Я вышел в жаркую летнюю ночь, и мне подумалось: бомба — тоже мираж, как и автокатастрофа. Никогда не знаешь, когда и откуда она появится. Ясно, что мы, несчастные пораженцы, проиграли в азартной игре под названием «история». И все, что нам теперь остается — столетиями бросать друг в друга бомбы, чтобы убедить себя, что мы сумели выиграть хоть что-то, чтобы хоть на миг ощутить вкус победы, взрывая наши тела и души бомбами, которые мы будем класть в коробки с конфетами, в тома Корана и в автомобили — из любви к Аллаху, книгам, истории и миру. Я подумал, что все не так уж плохо, как вдруг заметил, что в комнате Джанан горит свет.
Я пошел в отель и поднялся в комнату. Мама, я был сильно пьян. Я лег рядом с Джанан и заснул, — мне казалось, что я обнимаю ее.
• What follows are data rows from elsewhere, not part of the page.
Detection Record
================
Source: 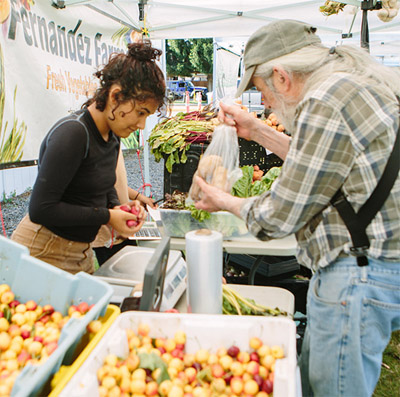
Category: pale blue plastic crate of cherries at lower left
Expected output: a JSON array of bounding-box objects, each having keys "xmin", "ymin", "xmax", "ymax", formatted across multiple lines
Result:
[{"xmin": 0, "ymin": 236, "xmax": 113, "ymax": 397}]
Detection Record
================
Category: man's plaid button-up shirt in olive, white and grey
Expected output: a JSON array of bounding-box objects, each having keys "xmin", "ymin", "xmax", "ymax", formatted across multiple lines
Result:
[{"xmin": 241, "ymin": 73, "xmax": 400, "ymax": 269}]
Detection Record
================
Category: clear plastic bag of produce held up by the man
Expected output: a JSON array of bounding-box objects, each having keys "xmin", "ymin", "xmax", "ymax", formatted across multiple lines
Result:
[{"xmin": 188, "ymin": 120, "xmax": 242, "ymax": 202}]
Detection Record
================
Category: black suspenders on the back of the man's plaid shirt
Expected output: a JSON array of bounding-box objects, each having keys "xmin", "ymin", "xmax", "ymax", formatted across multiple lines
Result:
[{"xmin": 331, "ymin": 106, "xmax": 400, "ymax": 266}]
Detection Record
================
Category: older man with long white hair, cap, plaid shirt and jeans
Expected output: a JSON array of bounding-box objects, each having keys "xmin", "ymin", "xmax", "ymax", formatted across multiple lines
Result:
[{"xmin": 196, "ymin": 20, "xmax": 400, "ymax": 397}]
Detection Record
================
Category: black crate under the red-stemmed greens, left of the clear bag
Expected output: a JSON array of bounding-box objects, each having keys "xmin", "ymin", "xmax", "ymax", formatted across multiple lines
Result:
[{"xmin": 164, "ymin": 143, "xmax": 208, "ymax": 195}]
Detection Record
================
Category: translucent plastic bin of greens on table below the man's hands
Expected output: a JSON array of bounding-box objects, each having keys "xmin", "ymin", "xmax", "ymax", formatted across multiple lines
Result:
[{"xmin": 160, "ymin": 208, "xmax": 249, "ymax": 239}]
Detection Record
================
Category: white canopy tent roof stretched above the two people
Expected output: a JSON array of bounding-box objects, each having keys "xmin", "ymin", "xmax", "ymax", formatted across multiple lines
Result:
[{"xmin": 51, "ymin": 0, "xmax": 400, "ymax": 193}]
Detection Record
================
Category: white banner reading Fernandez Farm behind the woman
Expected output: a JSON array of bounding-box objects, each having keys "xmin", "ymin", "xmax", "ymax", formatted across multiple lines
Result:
[{"xmin": 0, "ymin": 0, "xmax": 133, "ymax": 163}]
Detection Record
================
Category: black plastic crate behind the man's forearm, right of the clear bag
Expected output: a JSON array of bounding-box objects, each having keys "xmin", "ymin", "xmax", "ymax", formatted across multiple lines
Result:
[{"xmin": 239, "ymin": 138, "xmax": 283, "ymax": 172}]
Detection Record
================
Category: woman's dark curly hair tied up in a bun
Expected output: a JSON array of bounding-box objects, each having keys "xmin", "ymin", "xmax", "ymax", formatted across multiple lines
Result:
[{"xmin": 83, "ymin": 41, "xmax": 171, "ymax": 115}]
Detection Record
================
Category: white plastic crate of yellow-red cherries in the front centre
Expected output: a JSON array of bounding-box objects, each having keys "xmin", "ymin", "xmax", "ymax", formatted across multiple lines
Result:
[{"xmin": 59, "ymin": 311, "xmax": 298, "ymax": 397}]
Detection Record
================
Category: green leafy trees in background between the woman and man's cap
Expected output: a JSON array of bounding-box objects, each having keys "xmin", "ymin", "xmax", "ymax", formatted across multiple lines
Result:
[{"xmin": 166, "ymin": 38, "xmax": 214, "ymax": 85}]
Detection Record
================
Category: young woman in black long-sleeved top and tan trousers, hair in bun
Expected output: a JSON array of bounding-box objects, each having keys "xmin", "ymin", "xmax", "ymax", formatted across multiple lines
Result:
[{"xmin": 11, "ymin": 41, "xmax": 168, "ymax": 273}]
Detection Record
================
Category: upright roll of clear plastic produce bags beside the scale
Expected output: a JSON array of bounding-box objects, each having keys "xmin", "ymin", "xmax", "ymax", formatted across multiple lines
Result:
[{"xmin": 185, "ymin": 229, "xmax": 223, "ymax": 314}]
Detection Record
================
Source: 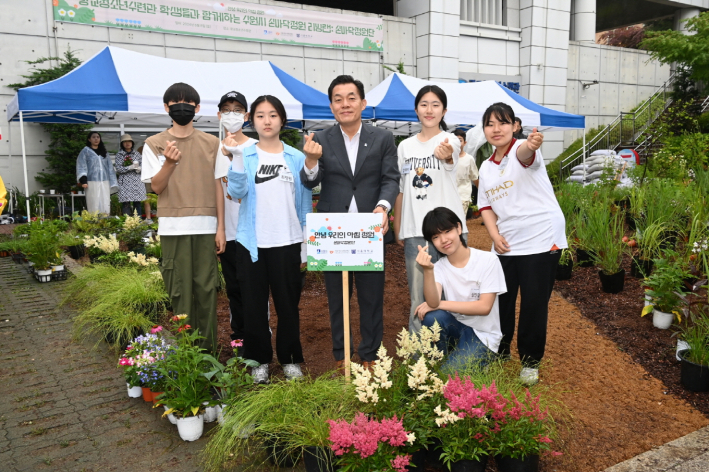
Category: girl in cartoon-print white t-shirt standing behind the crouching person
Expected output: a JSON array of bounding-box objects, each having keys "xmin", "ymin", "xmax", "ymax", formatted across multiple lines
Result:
[{"xmin": 394, "ymin": 85, "xmax": 467, "ymax": 333}]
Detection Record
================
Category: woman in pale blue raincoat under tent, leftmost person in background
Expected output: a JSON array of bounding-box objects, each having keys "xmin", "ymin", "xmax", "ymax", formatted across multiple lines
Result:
[{"xmin": 76, "ymin": 131, "xmax": 118, "ymax": 215}]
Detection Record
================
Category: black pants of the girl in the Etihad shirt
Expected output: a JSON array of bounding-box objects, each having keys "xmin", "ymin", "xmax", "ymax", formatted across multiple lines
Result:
[{"xmin": 498, "ymin": 251, "xmax": 561, "ymax": 367}]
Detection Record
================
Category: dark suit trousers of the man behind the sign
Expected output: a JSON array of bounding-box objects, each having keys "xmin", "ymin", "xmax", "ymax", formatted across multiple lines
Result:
[{"xmin": 325, "ymin": 271, "xmax": 384, "ymax": 361}]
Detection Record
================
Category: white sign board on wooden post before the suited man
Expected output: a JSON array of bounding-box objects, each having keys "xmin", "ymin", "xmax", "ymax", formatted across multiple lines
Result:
[{"xmin": 306, "ymin": 213, "xmax": 384, "ymax": 271}]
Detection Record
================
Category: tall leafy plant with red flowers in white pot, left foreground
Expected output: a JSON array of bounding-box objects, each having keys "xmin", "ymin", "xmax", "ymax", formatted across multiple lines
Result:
[{"xmin": 157, "ymin": 315, "xmax": 224, "ymax": 441}]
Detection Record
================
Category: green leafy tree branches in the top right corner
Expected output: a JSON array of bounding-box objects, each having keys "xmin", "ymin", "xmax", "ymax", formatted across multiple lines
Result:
[{"xmin": 640, "ymin": 12, "xmax": 709, "ymax": 80}]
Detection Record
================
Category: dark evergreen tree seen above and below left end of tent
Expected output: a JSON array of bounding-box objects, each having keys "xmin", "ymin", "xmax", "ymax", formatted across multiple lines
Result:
[{"xmin": 8, "ymin": 50, "xmax": 93, "ymax": 193}]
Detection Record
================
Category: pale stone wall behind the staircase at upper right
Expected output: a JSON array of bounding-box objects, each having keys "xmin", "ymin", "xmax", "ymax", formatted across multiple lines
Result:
[{"xmin": 564, "ymin": 41, "xmax": 670, "ymax": 148}]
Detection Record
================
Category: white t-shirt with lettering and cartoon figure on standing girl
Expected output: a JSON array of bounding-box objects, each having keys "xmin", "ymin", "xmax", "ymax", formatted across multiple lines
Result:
[{"xmin": 398, "ymin": 132, "xmax": 465, "ymax": 239}]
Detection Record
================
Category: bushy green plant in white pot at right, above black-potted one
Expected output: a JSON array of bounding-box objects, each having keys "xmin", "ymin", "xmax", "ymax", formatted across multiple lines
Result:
[{"xmin": 642, "ymin": 250, "xmax": 688, "ymax": 329}]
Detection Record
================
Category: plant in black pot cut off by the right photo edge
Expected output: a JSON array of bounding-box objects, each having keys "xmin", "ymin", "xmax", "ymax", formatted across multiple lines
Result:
[{"xmin": 679, "ymin": 307, "xmax": 709, "ymax": 392}]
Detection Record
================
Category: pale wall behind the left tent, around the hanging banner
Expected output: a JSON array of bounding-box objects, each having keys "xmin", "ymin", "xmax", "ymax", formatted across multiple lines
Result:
[{"xmin": 0, "ymin": 0, "xmax": 417, "ymax": 192}]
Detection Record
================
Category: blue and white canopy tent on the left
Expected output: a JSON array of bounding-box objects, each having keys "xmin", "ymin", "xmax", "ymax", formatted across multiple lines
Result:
[{"xmin": 7, "ymin": 46, "xmax": 334, "ymax": 215}]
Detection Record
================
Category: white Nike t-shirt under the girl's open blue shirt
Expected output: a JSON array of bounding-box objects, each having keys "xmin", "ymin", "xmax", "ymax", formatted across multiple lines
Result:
[{"xmin": 255, "ymin": 146, "xmax": 303, "ymax": 248}]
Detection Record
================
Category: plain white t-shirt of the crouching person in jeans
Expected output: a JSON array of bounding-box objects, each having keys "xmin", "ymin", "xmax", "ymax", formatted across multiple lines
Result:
[{"xmin": 433, "ymin": 248, "xmax": 507, "ymax": 352}]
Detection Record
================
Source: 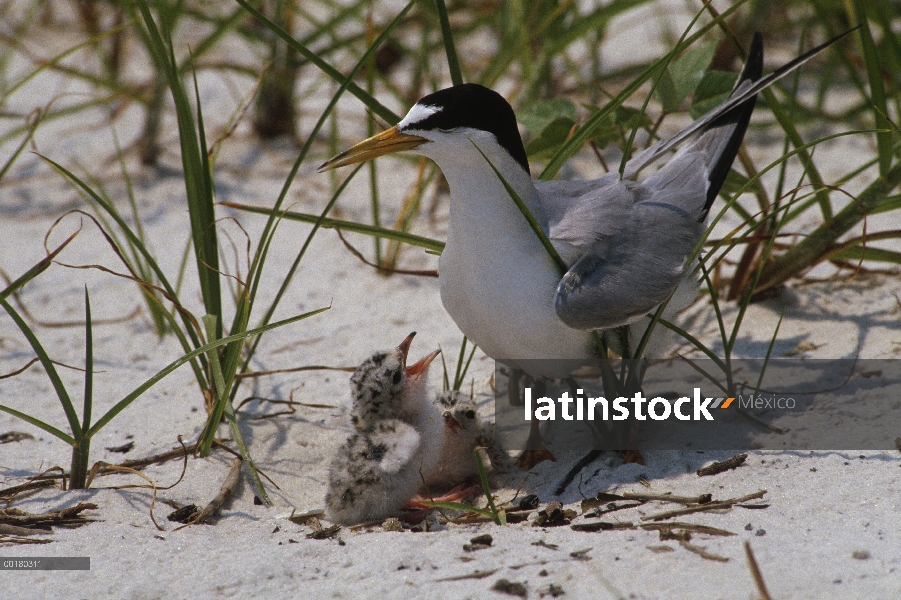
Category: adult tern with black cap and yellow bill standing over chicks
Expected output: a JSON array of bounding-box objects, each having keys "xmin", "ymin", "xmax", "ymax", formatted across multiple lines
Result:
[{"xmin": 319, "ymin": 30, "xmax": 853, "ymax": 377}]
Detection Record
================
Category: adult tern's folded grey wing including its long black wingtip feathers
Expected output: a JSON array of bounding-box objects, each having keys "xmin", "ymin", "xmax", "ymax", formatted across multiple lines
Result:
[{"xmin": 539, "ymin": 35, "xmax": 763, "ymax": 330}]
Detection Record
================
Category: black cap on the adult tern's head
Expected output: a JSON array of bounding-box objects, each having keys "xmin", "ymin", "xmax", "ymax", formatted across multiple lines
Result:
[{"xmin": 400, "ymin": 83, "xmax": 530, "ymax": 173}]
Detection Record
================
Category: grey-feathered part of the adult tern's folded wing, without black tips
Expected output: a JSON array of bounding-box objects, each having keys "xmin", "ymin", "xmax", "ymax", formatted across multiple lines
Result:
[{"xmin": 549, "ymin": 176, "xmax": 706, "ymax": 330}]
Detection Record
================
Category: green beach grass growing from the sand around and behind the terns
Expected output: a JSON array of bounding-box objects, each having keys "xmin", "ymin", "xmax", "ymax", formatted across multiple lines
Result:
[{"xmin": 0, "ymin": 0, "xmax": 901, "ymax": 496}]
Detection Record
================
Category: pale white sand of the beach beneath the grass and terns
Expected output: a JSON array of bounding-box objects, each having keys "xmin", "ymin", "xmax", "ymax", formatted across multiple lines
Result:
[{"xmin": 0, "ymin": 5, "xmax": 901, "ymax": 598}]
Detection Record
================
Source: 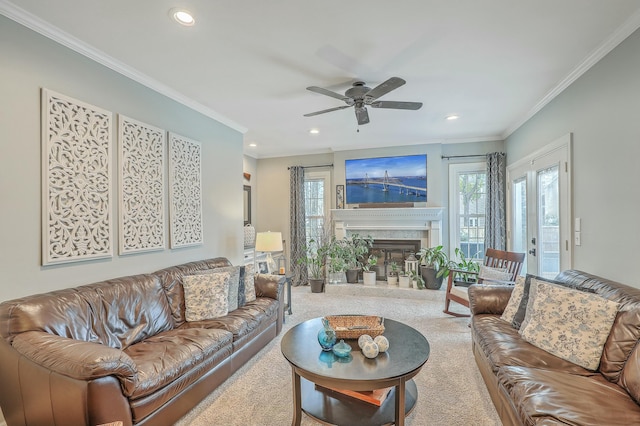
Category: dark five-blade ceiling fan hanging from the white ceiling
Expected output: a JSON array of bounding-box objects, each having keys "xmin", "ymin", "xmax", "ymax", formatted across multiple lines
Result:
[{"xmin": 304, "ymin": 77, "xmax": 422, "ymax": 125}]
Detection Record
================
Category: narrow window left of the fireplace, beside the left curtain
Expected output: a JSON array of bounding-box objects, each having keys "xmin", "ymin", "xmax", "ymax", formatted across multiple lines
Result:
[{"xmin": 304, "ymin": 172, "xmax": 332, "ymax": 246}]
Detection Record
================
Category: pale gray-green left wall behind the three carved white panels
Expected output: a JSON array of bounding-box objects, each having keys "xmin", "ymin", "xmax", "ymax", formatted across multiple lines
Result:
[{"xmin": 0, "ymin": 16, "xmax": 243, "ymax": 301}]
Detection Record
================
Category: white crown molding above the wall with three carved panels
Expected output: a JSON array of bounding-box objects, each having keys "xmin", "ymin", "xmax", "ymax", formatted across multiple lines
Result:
[{"xmin": 0, "ymin": 0, "xmax": 248, "ymax": 134}]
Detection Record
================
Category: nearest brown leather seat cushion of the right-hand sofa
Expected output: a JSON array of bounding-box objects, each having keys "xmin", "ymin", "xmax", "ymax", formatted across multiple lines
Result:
[{"xmin": 497, "ymin": 367, "xmax": 640, "ymax": 426}]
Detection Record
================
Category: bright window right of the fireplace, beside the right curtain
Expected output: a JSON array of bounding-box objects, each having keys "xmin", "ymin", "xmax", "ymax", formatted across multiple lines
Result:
[{"xmin": 449, "ymin": 163, "xmax": 487, "ymax": 259}]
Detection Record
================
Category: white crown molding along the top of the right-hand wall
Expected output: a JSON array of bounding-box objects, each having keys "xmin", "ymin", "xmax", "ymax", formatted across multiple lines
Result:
[{"xmin": 501, "ymin": 9, "xmax": 640, "ymax": 140}]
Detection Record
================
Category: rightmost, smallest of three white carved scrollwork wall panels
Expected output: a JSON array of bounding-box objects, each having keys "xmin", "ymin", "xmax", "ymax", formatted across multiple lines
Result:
[{"xmin": 169, "ymin": 133, "xmax": 203, "ymax": 248}]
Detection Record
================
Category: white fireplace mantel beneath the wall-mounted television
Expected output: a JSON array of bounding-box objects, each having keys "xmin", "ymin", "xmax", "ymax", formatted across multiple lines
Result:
[{"xmin": 331, "ymin": 207, "xmax": 444, "ymax": 246}]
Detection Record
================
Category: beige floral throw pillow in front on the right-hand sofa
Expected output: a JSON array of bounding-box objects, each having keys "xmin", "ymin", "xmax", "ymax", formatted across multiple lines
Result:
[{"xmin": 519, "ymin": 278, "xmax": 618, "ymax": 371}]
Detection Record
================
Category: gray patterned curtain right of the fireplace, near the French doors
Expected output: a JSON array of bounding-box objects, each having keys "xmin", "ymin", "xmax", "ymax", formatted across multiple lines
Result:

А утром, проснувшись, я долго смотрел на любимую, спящую рядом со мной. В ее лице были то же внимание и та же тревога, с какой она смотрела фильмы в автобусах. Она приподняла каштановые брови, словно удивляясь неизбывной последовательности в чередовании снов. Из крана все так же капала вода. Пыльный луч солнца, пробравшийся между занавесками, стал медовым, когда коснулся ее ног, и она что-то спросила во сне. Когда она отвернулась, я тихонько вышел из комнаты.